Yet despite the numerous books compiled from his public talks, Burma’s most elder monk rarely gave interviews. In Wisdom for the World he breaks his silence to reveal some of his most compelling insights, delivered as his final teaching for the people of the world. Over nine nights before he passed away in April 2016 at the age of 95, UPandita weighed in on some of the most critical issues facing the world today through these exceptionally rare and remarkable conversations with his first Western student and friend of nearly 40 years, Alan Clements. Covering topics from religious extremism to systemic oppression, and the requisites for surmounting them, U Pandita deftly elaborates on the globally adopted Mahasi Sayadaw system of mindfulness meditation and its application in our troubled world. “More important than victory of others is to be victorious over oneself”, he says, illuminating the difference between right and wrong mindfulness and calling for a worldwide revolution in Spiritual Intelligence, or “SQ” (a key component of his teachings over the past 15 years).

In this interview with Alan Clements we will have a lively dialogue about a world in crisis, inner acts of rebellion, a modern meaning of hope and the structures of totalitarianism that are emerging everywhere as well as how to practice spiritual self-defense” to safeguard oneself from indoctrination and servitude.

About Alan Clements

Boston born Alan Clements, after dropping out of the University of Virginia in his second year, went to the East and become one of the first Westerners to ordain as a Buddhist monk in Myanmar (formerly known as Burma), where he lived at the Mahasi Sasana Yeiktha (MSY) Mindfulness Meditation Centre Yangon (formerly Rangoon) for nearly five years, training in both the practice and teaching of Satipatthana Vipassana (insight) meditation and Buddhist psychology (Abhidhamma), under the guidance of his preceptor the Venerable Mahasi Sayadaw, and his successor Sayadaw U Pandita.

In 1984, forced to leave the monastery by Burma’s military authorities, with no reason given, Clements returned to the West and through invitation, lectured widely on the “wisdom of mindfulness,” in addition to leading numerous mindfulness-based meditation retreats and trainings throughout the US, Australia, and Canada, including assisting a three month mindfulness teacher training with Sayadaw U Pandita, at the Insight Meditation Society (IMS), in Massachusetts.

In 1988, he integrated into his classical Buddhist training a political awareness that included global human rights, environmental sanity, democracy and the preciousness of everyday freedom. His efforts working on behalf of oppressed peoples led a former director of Amnesty International to call Alan “one of the most important and compelling voices of our times.”

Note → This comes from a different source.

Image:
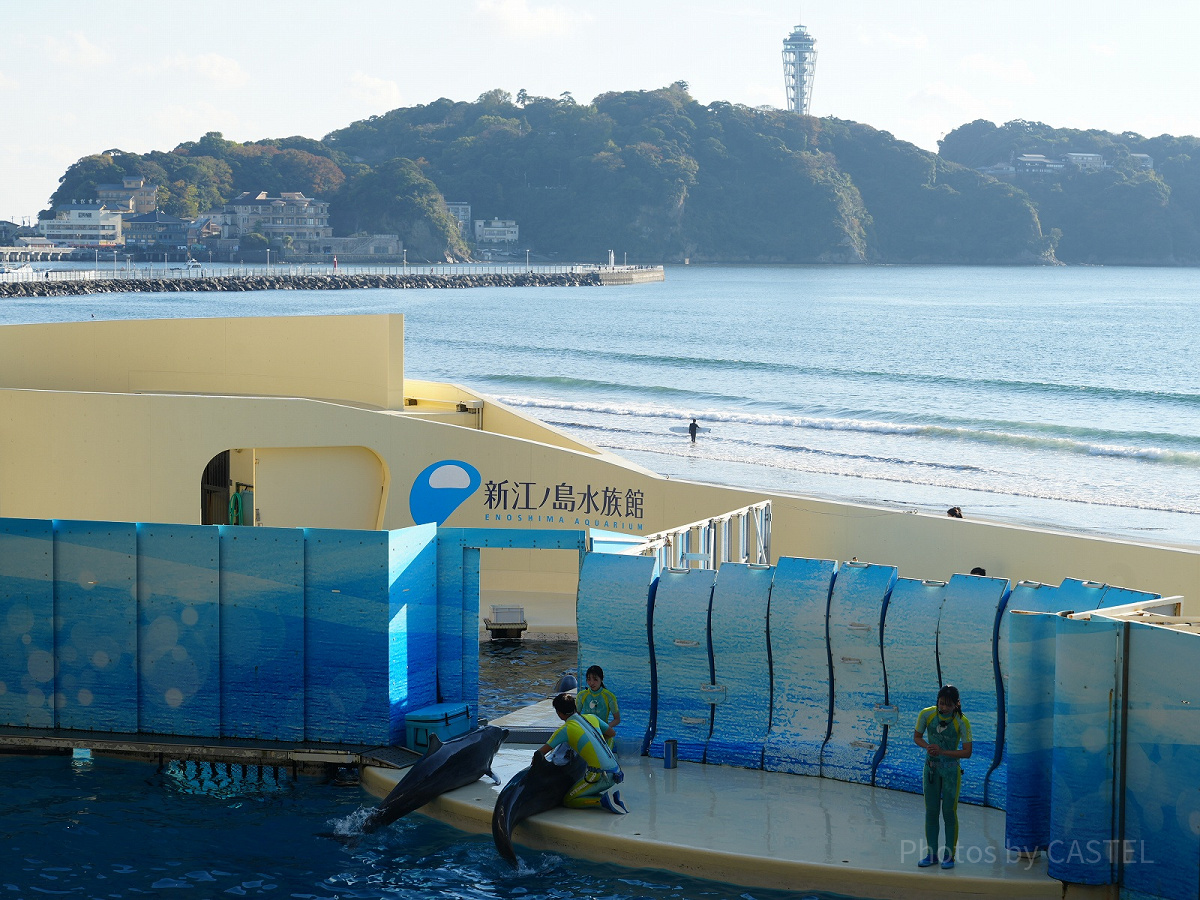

As an investigative journalist Alan has lived in some of the most highly volatile areas of the world. In the jungles of Burma, in 1990, he was one of the first eye-witnesses to document the mass oppression of ethnic minorities by Burma’s military, which resulted in his first book, “Burma: The Next Killing Fields?” (with a foreword by the Dalai Lama).

Shortly thereafter, Alan was invited to the former-Yugoslavia by a senior officer for the United Nations, where, based in Zagreb during the final year of the war, he wrote the film “Burning” while consulting with NGO’s and the United Nation’s on the “vital role of consciousness in understanding human rights, freedom, and peace.”

In 1995, a French publisher asked Alan to attempt reentering Burma for the purpose of meeting Aung San Suu Kyi, the leader of her country’s pro-democracy movement and the recipient of the Nobel Peace laureate in 1991. Just released after six years of incarceration, Alan invited Aung San Suu Kyi to tell her courageous story to the world, thus illuminating the philosophical and spiritual underpinnings of Burma’s nonviolent struggle for freedom, known as a “revolution of the  spirit.”

The transcripts of their six months of conversations were smuggled out of the country and became the book “The Voice of Hope.” Translated into numerous languages, The Voice of Hope offers insight into the nature totalitarianism, freedom and nonviolent revolution. Said the London Observer: “Clements is the perfect interlocutor….whatever the future of Burma, a possible future for politics itself is illuminated by these conversations.”

Clements is also the co-author with Leslie Kean and a contributing photographer to “Burma’s Revolution of the Spirit” Aperture, NY) – a large format photographic tribute to Burma’s nonviolent struggle for democracy, with a foreword by the Dalai Lama and essays by eight Nobel Peace laureates. In addition, Clements was the script revisionist and principle adviser for Beyond Rangoon (Castle Rock Entertainment), a feature film depicting Burma’s struggle for freedom, directed by John Boorman.

In 1999, Alan founded World Dharma, a nonsectarian, multicultural organization of self-styled seekers, artists, writers, scholars, journalists, and activists dedicated to a trans-religious, independent approach to personal and planetary transformation through the integration of global human rights, meditation and the experiential study of consciousness, with one’s life expression through the arts, media, activism, and service.

In 2002 Alan wrote “Instinct for Freedom – Finding Liberation Through Living” (World Dharma Publications), a spiritual memoir about his years in Burma and chronicles his pursuit of truth and freedom, while illuminating the framework of the World Dharma vision that also forms the Courses offered through the World Dharma Online Institute (WDOI) that he co-founded with his colleague, Jeannine Davies Ph.D.

Instinct for Freedom was nominated for the best spiritual teaching/ memoir by the National Spiritual Booksellers Association in 2003 and has been translated into a numerous languages.

Alan’s two most recent books, “Wisdom the for the World – The Requites or Reconciliation: Alan Clements in Conversation with the late Mindfulness Meditation Master, the Venerable Sayadaw U Pandita of Burma,” and “A Future to Believe In – 108 Reflections on the Art and Activism of Freedom,” inspired by and dedicated to his daughter Sahra, has received distinguished praise from numerous leaders and activists, including Dr. Helen Caldicott, Joanna Macy, Dr. Vandana Shiva, Bill McKibben, Paul Hawkin, and Derrick Jensen (the environmental poet laureate) who wrote:

“This culture is killing the planet. If we are to have any future at all, we must unlearn everything the culture has taught us and begin to listen to the planet, to listen to life – the core intelligence of nature and the human heart. This book not only helps us with the unlearning process – the greatest challenge humankind has ever faced – it provides the essential wisdom, the spiritual intelligence, to open ourselves to finally start to hear.”Derrick Jensen

In addition, Alan has presented to such organizations as Mikhail Gorbachev’s State of The World Forum, The Soros Foundation, United Nations Association of San Francisco, the universities of California, Toronto, Sydney, and many others, including a keynote address at the John Ford Theater for Amnesty International’s 30th year anniversary. More recently, Alan was a presented at the Touche Global Consciousness Conference 2019 Bali, Indonesia. He also organizes and co-leads with a Senior Teaching Monk, along with Dr Ingrid Jordt and Dr Jeannine Davies, an annual International Wisdom of Mindfulness Retreat for English speaking participants at the Mahasi Meditation Center Yangon, where he trained as a Buddhist monk in Burma (Myanmar).